I can be pretty certain of this because, for 13 weeks under lockdown, I covered every inch of the store over and over, picking online orders for the supermarket after the bottom temporarily fell out of the freelance writing market. 

Happily, that picked up again, so here I am, but with a reframed view of what’s actually going on in the off-trade rather than what
writers, marketers and publicists think or say what’s going on.

For the sake of clarity, this wasn’t some PR managed journalistic back-to-the-floor assignment; it was a real temporary job for a real sub-£9 an hour wage. Apart from keeping money coming in, it was a useful way to recalibrate the old antenna about what consumers – the real ones who eat takeaways and watch reality TV shows, not the ones that run Shoreditch beard spas and cat cafés – actually buy.

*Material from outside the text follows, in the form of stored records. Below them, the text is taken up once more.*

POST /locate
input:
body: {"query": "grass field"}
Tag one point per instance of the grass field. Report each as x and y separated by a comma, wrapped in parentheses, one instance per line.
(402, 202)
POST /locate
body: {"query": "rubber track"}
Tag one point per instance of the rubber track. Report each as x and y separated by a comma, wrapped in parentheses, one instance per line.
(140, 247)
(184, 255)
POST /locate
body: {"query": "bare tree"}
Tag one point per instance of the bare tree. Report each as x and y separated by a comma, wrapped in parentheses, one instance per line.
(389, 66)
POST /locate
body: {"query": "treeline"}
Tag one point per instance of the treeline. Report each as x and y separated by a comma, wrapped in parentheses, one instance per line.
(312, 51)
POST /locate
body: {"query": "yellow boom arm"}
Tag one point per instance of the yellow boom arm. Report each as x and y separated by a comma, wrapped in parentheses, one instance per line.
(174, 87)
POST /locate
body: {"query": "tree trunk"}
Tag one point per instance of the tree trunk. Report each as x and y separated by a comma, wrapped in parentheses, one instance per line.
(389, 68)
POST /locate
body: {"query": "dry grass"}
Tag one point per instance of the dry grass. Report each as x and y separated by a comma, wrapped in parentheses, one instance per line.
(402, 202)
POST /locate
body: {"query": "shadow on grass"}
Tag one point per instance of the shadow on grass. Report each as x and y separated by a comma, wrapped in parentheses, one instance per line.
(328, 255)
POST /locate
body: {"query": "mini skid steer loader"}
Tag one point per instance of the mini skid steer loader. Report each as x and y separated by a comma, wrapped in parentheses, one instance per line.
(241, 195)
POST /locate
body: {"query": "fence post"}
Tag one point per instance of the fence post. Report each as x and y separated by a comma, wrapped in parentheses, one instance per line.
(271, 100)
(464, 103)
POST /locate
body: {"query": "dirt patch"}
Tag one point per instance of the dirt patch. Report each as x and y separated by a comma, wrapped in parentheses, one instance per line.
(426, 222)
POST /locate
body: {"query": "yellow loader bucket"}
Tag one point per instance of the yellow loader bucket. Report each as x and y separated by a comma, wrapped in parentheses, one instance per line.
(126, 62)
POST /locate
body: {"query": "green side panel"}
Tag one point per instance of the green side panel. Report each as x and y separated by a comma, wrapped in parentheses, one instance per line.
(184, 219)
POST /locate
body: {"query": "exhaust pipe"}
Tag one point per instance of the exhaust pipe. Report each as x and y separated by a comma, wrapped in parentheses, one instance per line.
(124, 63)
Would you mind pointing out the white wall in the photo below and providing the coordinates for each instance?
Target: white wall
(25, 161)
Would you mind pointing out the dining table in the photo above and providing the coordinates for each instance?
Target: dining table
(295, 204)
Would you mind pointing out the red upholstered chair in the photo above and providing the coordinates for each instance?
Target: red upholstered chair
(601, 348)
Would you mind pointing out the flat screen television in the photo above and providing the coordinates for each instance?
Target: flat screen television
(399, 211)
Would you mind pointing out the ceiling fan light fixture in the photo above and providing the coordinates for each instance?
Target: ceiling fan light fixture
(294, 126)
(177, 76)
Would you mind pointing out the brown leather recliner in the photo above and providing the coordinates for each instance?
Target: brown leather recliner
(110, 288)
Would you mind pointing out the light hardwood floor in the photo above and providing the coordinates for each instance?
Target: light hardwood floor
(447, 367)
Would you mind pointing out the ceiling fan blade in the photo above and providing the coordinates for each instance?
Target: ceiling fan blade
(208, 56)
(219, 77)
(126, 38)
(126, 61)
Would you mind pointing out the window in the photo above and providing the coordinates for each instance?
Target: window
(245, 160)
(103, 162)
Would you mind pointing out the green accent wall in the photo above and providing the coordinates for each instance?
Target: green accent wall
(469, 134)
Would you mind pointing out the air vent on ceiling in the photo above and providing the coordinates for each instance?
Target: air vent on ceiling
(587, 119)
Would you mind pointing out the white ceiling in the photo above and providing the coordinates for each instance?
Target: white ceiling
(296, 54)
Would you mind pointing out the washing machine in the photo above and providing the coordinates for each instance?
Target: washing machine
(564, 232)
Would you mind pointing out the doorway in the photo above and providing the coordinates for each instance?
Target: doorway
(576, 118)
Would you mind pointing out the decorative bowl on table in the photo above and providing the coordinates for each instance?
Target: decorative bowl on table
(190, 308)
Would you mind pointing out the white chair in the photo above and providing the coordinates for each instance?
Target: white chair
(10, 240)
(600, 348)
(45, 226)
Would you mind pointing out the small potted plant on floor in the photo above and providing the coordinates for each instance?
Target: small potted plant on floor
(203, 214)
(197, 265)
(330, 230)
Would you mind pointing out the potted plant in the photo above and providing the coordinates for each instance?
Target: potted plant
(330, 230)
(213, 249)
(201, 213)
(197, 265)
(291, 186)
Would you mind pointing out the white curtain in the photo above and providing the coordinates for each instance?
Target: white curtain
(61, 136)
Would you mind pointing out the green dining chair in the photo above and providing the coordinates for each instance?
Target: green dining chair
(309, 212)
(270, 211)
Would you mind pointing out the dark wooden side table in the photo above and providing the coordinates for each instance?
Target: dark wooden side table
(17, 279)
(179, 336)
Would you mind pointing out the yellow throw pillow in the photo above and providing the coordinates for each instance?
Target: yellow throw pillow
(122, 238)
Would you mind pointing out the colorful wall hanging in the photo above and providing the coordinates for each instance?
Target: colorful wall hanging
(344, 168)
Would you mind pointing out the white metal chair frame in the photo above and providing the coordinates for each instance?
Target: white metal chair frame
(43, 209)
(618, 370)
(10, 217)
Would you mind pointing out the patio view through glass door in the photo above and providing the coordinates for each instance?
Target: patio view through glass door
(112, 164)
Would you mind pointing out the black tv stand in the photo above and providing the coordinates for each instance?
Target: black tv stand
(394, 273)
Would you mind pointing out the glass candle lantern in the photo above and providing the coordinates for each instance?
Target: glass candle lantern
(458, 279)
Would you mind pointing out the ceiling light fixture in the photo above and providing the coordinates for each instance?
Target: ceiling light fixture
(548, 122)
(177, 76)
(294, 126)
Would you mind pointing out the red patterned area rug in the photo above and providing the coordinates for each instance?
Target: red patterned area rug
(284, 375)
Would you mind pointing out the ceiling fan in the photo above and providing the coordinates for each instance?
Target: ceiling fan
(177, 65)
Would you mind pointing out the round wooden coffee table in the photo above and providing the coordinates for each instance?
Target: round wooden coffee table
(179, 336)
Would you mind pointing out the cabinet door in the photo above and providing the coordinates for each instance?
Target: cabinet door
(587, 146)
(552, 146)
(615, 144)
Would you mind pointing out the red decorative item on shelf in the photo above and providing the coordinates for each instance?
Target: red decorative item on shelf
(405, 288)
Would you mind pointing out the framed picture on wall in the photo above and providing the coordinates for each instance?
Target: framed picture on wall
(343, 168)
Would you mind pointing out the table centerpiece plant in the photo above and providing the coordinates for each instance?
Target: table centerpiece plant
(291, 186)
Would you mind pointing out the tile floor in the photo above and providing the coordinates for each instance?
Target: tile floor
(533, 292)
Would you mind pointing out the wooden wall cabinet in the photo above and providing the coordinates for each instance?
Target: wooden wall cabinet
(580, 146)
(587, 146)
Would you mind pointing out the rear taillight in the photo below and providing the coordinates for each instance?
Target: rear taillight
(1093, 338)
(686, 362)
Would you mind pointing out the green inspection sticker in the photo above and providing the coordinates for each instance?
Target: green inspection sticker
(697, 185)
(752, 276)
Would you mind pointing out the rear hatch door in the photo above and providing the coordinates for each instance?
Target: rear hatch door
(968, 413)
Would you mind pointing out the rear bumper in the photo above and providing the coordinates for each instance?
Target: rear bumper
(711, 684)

If, like me and many in the drinks industry, you’re immersed in a public relations bubble and have been bombarded for years with category “insights” designed to reinforce a particular brand narrative, you might well by now really believe that the average British shopping trolley contains three bottles of fruit fusion wine, six bottles of Prosecco, a selection of obscure craft beers, litres of alcohol-free spirits, numerous cans or mini-bottles of wine and oceans of hard seltzers. But it doesn’t, except for the Prosecco.

Some, but not all, popped up on the picking device from time to time, but for every premium gin in a fancy bottle there were dozens of litres of Bombay Sapphire on price promotion as well.

We’re so used to brands in the categories above heralding phenomenal growth rates that we sometimes forget the reason the growth rates are so huge is because the markets are so small in the first place, not because they’re so big.

If we stop to think we all know, for example, that Gordon’s is the nation’s bestselling gin, but surround yourself with the drinks industry PR machine for too long and you might imagine that it’s actually one made from 108 locally-foraged botanicals in the Brecon Beacons based on an ancient recipe found in a secret cellar.

Of course, we only have to look at the charts of the bestselling brands to remind ourselves there’s a difference between an emerging trend and the big stuff in the market – but often we just don’t bother, because as drinks professionals who like to explore and sample, often without the risk of having to pay for it, it’s just a bit dull to start talking about Hardys or Stella Artois or Smirnoff.

The other thing that really hit home is just how instant the consumer buy-in to promotions is.

It’s particularly noticeable in wine, where the weekly bestsellers cycle between Trivento, Barefoot, Campo Viejo and so on, just because they have three quid off or are sitting on a gondola end. There are customers who will only buy six bottles of a favourite, but such loyalty is hard won by brands when most consumers are so price-fickle.

One quick-fix expounded by “experts” like me is to work more on communication in-store, which sounds great in theory. But first-hand experience suggests most shoppers couldn’t give a toss about the “stories” behind brands or even the difference between Sauvignon Blancs made on different sides of the world: they want a decent price that allows them to stay in their comfort zone.

Which brings us back to that lonely tasting note. Even if brands and buying teams could agree that more steer should be given at the point of sale, it’s unlikely that a hardworking night shift, stretched already just to get enough stock on the shelves, would have the time, energy or inclination to implement them throughout the BWS – or any other – department. The surprise wasn’t that the note for Estrella was the only one to be found, but that it had managed to get there at all.